Many-Objective Search-Based Coverage-Guided Automatic Test Generation for Deep Neural Networks

To ensure the reliability of DNN systems and address the test generation problem for neural networks, this paper proposes a fuzzing test generation technique based on many-objective optimization algorithms. Traditional fuzz testing employs random search, leading to lower testing efficiency and tends to generate numerous invalid test cases. By utilizing many-objective optimization techniques, effective test cases can be generated. To achieve high test coverage, this paper proposes several improvement strategies. The frequency-based fuzz sampling strategy assigns priorities based on the frequency of selection of initial data, avoiding the repetitive selection of the same data and enhancing the quality of initial data better than random sampling strategies. To address the issue that global search may yield test not satisfying semantic constraints, a local search strategy based on the Monte Carlo tree search is proposed to enhance the algorithm's local search capabilities. Furthermore, we improve the diversity of the population and the algorithm's global search capability by updating SPEA2's external archive based on a decomposition-based archiving strategy. To validate the effectiveness of the proposed approach, experiments were conducted on several public datasets and various neural network models. The results reveal that, compared to random and clustering-based sampling, the frequency-based fuzz sampling strategy provides a greater improvement in coverage rate in the later stages of iterations. On complex networks like VGG16, the improved SPEA2 algorithm increased the coverage rate by about 12% across several coverage metrics, and by approximately 40% on LeNet series networks. The experimental results also indicates that the newly generated test cases not only exhibit higher coverage rates but also generate adversarial samples that reveal model errors.

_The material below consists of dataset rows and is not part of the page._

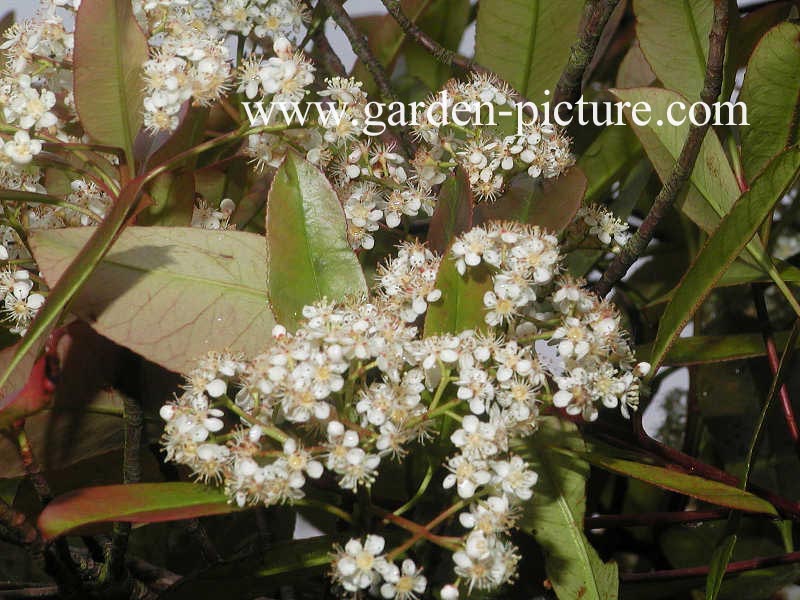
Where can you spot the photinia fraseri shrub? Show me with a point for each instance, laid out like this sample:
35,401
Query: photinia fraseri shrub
273,328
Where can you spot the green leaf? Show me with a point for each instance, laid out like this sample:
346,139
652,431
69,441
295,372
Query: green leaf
719,562
131,503
607,159
74,277
550,205
771,92
723,246
308,255
677,481
461,305
454,212
251,577
527,42
444,21
110,49
555,515
674,38
708,349
170,294
634,70
713,180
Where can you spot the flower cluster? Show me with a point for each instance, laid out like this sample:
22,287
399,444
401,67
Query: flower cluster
355,385
598,223
19,303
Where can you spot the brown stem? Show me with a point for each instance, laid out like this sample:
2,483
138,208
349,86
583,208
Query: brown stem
439,52
114,567
734,567
688,156
654,518
32,468
360,46
569,86
774,361
327,55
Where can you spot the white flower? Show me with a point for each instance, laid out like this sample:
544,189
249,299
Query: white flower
358,566
22,148
406,583
466,475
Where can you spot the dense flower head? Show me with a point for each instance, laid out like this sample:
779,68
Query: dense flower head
356,386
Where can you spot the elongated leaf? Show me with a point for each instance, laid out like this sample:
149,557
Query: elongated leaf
771,92
461,305
308,256
132,503
719,562
170,294
454,212
73,279
660,25
445,21
242,578
110,49
682,483
707,349
723,247
712,177
634,70
527,42
555,516
550,205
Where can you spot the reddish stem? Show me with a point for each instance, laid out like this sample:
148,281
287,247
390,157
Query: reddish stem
734,567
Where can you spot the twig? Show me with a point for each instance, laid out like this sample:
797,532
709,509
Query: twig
327,55
683,168
360,46
439,52
654,518
774,361
114,566
734,567
568,88
32,468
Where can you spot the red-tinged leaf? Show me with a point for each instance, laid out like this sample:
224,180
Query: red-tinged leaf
453,214
34,396
680,482
110,49
132,503
210,284
722,248
461,305
308,255
707,349
770,91
550,205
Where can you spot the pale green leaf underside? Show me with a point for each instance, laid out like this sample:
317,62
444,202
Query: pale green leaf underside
527,42
170,294
555,516
673,35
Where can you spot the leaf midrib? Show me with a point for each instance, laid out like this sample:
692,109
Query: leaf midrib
165,273
531,45
575,534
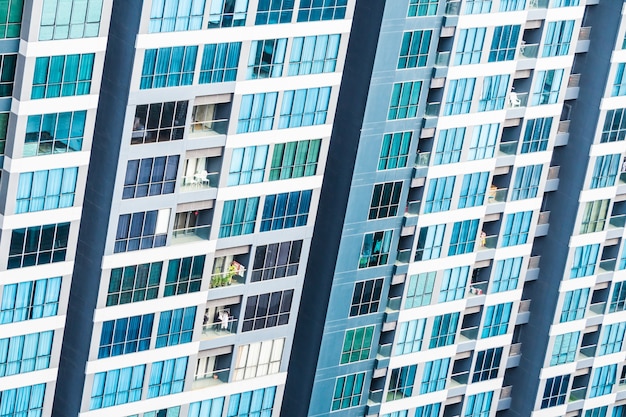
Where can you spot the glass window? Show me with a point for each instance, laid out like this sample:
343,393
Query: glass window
507,274
422,8
555,391
439,194
410,335
414,49
159,122
449,146
38,245
11,19
435,375
483,143
150,176
267,310
401,382
134,283
175,327
295,159
271,12
167,377
536,135
18,401
430,242
614,126
168,67
404,100
314,54
286,210
420,290
62,76
594,216
176,15
219,63
348,391
30,300
463,238
496,320
477,6
126,335
565,348
366,297
574,305
469,46
118,386
27,353
46,190
603,380
305,107
276,260
314,10
247,165
258,359
453,284
238,217
459,98
526,182
184,275
495,89
558,38
259,402
257,112
266,58
375,249
612,338
357,344
473,189
584,263
444,330
394,151
63,19
516,228
605,171
385,200
479,405
142,230
487,364
547,87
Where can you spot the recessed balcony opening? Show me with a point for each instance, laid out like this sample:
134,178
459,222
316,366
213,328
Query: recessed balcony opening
221,317
191,226
210,116
212,369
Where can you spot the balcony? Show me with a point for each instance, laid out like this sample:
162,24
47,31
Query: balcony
211,379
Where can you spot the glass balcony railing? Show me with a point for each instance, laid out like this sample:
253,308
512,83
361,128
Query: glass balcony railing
497,195
528,51
220,328
210,379
191,234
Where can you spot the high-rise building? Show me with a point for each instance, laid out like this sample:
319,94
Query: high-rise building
315,207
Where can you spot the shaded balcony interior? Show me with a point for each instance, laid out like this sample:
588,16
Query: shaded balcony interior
221,317
192,226
229,269
202,169
213,367
210,115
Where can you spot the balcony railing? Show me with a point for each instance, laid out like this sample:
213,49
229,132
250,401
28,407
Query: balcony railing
497,195
200,181
191,234
220,328
211,378
529,51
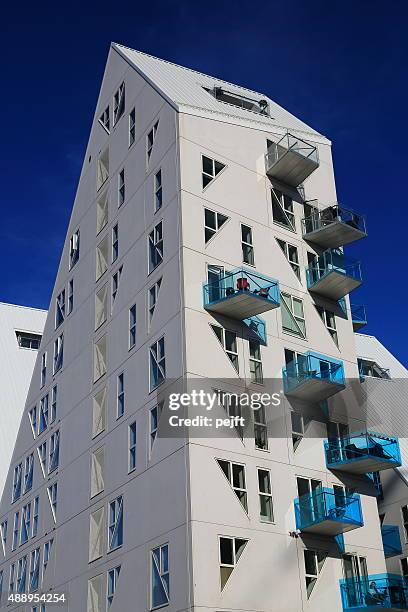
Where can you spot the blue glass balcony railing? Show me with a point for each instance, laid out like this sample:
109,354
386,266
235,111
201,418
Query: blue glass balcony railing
328,512
241,294
313,377
362,452
333,275
373,592
391,540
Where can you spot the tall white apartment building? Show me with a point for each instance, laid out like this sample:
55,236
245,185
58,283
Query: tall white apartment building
205,244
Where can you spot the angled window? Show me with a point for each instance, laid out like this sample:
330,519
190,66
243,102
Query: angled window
291,254
99,413
158,191
282,210
231,550
102,168
74,249
119,103
228,340
255,361
157,363
100,356
58,353
235,474
96,534
156,246
102,212
115,527
153,296
113,576
265,495
132,127
104,119
210,169
151,137
97,471
213,222
160,577
247,245
293,318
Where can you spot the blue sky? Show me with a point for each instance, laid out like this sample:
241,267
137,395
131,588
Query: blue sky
339,66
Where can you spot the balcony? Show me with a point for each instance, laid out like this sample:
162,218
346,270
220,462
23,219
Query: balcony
241,294
391,540
313,377
291,160
333,227
379,591
363,452
333,275
326,512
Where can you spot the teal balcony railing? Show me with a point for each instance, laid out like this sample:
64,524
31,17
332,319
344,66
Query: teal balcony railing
313,377
333,275
374,592
362,452
333,226
291,160
328,512
241,294
391,540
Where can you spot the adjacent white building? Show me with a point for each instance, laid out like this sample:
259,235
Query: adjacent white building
205,245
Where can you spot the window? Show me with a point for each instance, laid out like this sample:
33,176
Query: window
132,446
156,246
247,245
132,127
102,212
260,429
291,254
313,564
74,249
113,576
228,340
231,550
160,576
104,119
282,209
153,296
28,340
235,474
97,472
265,495
132,326
121,187
157,363
158,191
120,402
210,169
100,355
115,527
293,318
213,222
151,137
53,462
119,103
58,353
255,361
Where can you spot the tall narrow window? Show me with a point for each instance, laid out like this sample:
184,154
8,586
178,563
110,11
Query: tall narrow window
160,576
265,495
132,127
158,191
247,245
156,246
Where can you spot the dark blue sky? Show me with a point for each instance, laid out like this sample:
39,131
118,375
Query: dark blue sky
339,66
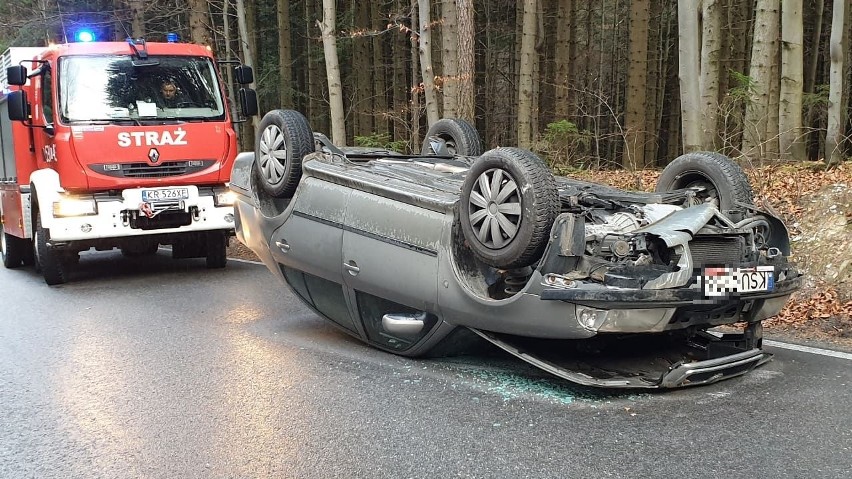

翻译：为确保深度神经网络系统的可靠性并解决神经网络的测试生成问题，本文提出了一种基于多目标优化算法的模糊测试生成技术。传统模糊测试采用随机搜索策略，导致测试效率较低且易产生大量无效测试用例。通过运用多目标优化技术，能够生成有效的测试用例。为实现高测试覆盖率，本文提出了若干改进策略。基于频率的模糊采样策略根据初始数据被选择的频率分配优先级，避免了相同数据的重复选择，其初始数据质量优于随机采样策略。针对全局搜索可能产生不满足语义约束的测试用例问题，提出了基于蒙特卡洛树搜索的局部搜索策略以增强算法的局部搜索能力。此外，通过基于分解的归档策略更新SPEA2的外部存档，提升了种群多样性及算法的全局搜索能力。为验证所提方法的有效性，在多个公共数据集及不同神经网络模型上进行了实验。结果表明：相较于随机采样和基于聚类的采样，基于频率的模糊采样策略在迭代后期对覆盖率提升效果更显著。在VGG16等复杂网络上，改进的SPEA2算法在多项覆盖率指标上提升了约12%的覆盖率，在LeNet系列网络上提升约40%。实验结果还表明，新生成的测试用例不仅具有更高的覆盖率，还能生成揭示模型错误的对抗样本。